BIDEN CAN’T STAND PROSPERITY — For ordinary Americans, that is:
When Margaret Thatcher became prime minister of the United Kingdom, the labor unions fought harder than any other entity to prevent her from removing the socialist yoke from the necks of the workers. The most powerful weapon they used against her was a group of labor laws very much like the PRO Act. The Brits had long since opted for socialism and it damaged their economy so badly that the voters desperately turned to Thatcher. She became their first female prime minister and saved them from becoming a third world country by repealing the kind of closed shop laws the PRO Act would impose on Americans and instituting the secret ballot in union elections.

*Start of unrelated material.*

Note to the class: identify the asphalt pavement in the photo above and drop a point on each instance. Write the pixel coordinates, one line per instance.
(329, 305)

During Thatcher’s tenure as Britain’s prime minister, as Heritage Foundation historian Lee Edwards points out, “Productivity grew faster than in any other industrial economy . . . Inflation fell from a high of 27 percent in 1975 to 2.5 percent in 1986. From 1981 to 1989, under a Conservative government, real GDP growth averaged 3.2 percent.” Yet President Biden and the Democrats want to transform our economy into the kind of dumpster fire that Thatcher inherited when she took office. Why? She put it thus in the Buckley interview: “The one thing about left-wing politicians is that they’re always fanatical, they never let go. It’s their religion.” And Biden is a devout member of the congregation.
As then-President Trump presciently predicted during his acceptance speech at the 2020 Republican National Convention, “Biden is a Trojan horse for socialism.” His handlers carefully constructed a wooden candidate who looked like a moderate, but turned out to be a delivery vehicle for dangerous leftist policies once he had been dragged into the Oval Office. As long as Biden is president and the Democrats control Congress, Americans will be forced to live with increasingly radical restrictions on their individual and economic freedoms while inflation voraciously devours their hard-earned prosperity.
In his 2014 history of the American left, The Revolt Against the Masses, Fred Siegel wrote, “The best short credo of liberalism came from the pen of the once canonical left-wing literary historian Vernon Parrington in the late 1920s.‘Rid society of the dictatorship of the middle class.’”
The Anointed understand that it’s for their own good, of course.